Nevertheless, despite the CBN's efforts, challenges remain in the market, with the naira trading above N1,600.

In the most recent Purchasing Managers’ Index report from Stanbic IBTC Bank Nigeria, the private sector in Nigeria is grappling with escalating challenges as the depreciating naira continues to elevate purchasing costs. The report states, “A significant rise in purchase costs is attributed to currency weakness and increased prices for fuel and transportation.” 

It highlights that inflationary pressures have surged, with input costs escalating at one of the highest rates observed, resulting in increased prices for goods and services and a subsequent decline in demand and business activity. In October, the PMI fell to 46.9, marking a 19-month low and indicating a significant deterioration in business conditions compared to September’s figure of 49.8. 

A PMI reading below 50 indicates a contraction in the sector's performance. The report points to currency depreciation as a primary factor in this downturn, exacerbating the costs associated with fuel, transportation, and other vital imports. Companies have been compelled to significantly raise their selling prices to mitigate these input costs, reflecting the fourth-highest rate of charge inflation recorded. 

The rise in operational expenses has also affected employees, as businesses have increased wages to address the growing cost of living, resulting in the largest wage increase in seven months. Despite a decline in new orders, firms have slightly increased staffing levels, continuing a six-month trend of job creation. However, these adjustments have been modest, with some companies choosing to downsize in response to financial constraints. 

The weakening demand has led businesses to reduce their purchasing activities, marking the steepest decline in input buying since March 2023. As a result, inventory levels have decreased for the third consecutive month as companies adjust to falling client orders. Muyiwa Oni, Head of Equity Research for West Africa at Stanbic IBTC Bank, remarked that the significant inflation and currency-related challenges are intensifying Nigeria’s economic difficulties.

He noted that the persistent pressures on the exchange rate, combined with elevated interest rates, are expected to hinder growth in the non-oil sector, despite the potential for some relief from improved crude oil production. 

Oni stated that private sector activity in Nigeria deteriorated further in October, with the headline PMI dropping to a 19-month low of 46.9 points, down from 49.8 in September. 

The primary factor contributing to this decline in the business environment was a deepening of already significant inflationary pressures, driven by currency depreciation and rising costs for fuel and transportation. 

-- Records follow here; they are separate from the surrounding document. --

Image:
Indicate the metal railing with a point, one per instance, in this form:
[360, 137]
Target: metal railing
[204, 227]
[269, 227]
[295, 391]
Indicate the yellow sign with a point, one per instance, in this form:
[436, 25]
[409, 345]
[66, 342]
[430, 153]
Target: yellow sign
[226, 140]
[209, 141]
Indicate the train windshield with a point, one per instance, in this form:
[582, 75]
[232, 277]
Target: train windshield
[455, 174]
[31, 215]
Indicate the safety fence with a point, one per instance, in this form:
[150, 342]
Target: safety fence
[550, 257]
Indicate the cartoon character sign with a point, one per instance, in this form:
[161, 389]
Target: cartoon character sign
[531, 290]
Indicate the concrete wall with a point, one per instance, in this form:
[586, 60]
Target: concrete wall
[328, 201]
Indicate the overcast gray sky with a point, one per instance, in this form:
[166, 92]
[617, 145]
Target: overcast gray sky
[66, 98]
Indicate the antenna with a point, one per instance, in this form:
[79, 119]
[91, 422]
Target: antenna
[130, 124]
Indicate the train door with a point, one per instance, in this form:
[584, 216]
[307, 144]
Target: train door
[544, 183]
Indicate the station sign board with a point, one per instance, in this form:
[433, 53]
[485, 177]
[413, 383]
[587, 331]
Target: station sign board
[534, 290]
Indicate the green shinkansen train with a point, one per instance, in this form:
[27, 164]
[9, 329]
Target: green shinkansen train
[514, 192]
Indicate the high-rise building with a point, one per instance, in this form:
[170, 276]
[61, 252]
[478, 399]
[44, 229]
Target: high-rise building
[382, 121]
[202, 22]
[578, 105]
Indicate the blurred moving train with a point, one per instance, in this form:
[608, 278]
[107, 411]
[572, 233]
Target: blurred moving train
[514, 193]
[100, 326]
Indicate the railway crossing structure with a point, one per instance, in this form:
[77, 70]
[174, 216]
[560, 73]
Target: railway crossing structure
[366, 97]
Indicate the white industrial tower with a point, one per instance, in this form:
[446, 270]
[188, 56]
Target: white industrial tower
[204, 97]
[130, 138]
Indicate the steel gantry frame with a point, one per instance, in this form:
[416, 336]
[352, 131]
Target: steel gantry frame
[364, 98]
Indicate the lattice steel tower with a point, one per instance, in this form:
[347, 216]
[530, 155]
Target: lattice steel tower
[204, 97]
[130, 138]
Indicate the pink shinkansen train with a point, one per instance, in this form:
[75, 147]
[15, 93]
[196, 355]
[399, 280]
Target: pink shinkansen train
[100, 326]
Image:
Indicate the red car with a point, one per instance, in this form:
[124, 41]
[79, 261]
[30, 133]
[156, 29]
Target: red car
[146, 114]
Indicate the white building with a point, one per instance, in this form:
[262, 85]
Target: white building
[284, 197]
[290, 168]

As a result, there was a significant decrease in new orders and overall business activity, with business sentiment reaching its lowest point since the survey's inception in January 2014. Three out of the four sectors monitored experienced a decline in output, with only the agriculture sector managing to achieve an increase. 

Despite a substantial drop in new orders in October, Nigerian firms continued to slightly increase their workforce, extending the current streak of job creation to six months. 

The downturn in the business climate intensified at the beginning of Q4:24, reflecting the ongoing effects of price pressures on consumer demand and business investments. 

The pressures from currency fluctuations and high interest rates are further exacerbating the challenges faced by the private sector. 

This situation suggests that growth in the non-oil sector will remain subdued, although improved crude oil production compared to the previous year may help mitigate the underperformance of the non-oil sector. 

As the difficulties in the foreign exchange market continue, the Central Bank of Nigeria (CBN) intends to implement an Electronic Foreign Exchange Matching System designed to revamp the country's foreign exchange market. 

While this new system is expected to be operational in the Nigerian Foreign Exchange Market by December 1, 2024, the CBN has scheduled a two-week test run for November.

The EFEMS is anticipated to transform the execution of foreign exchange transactions within the interbank market by improving transparency and fostering a market-driven exchange rate that is available to the public.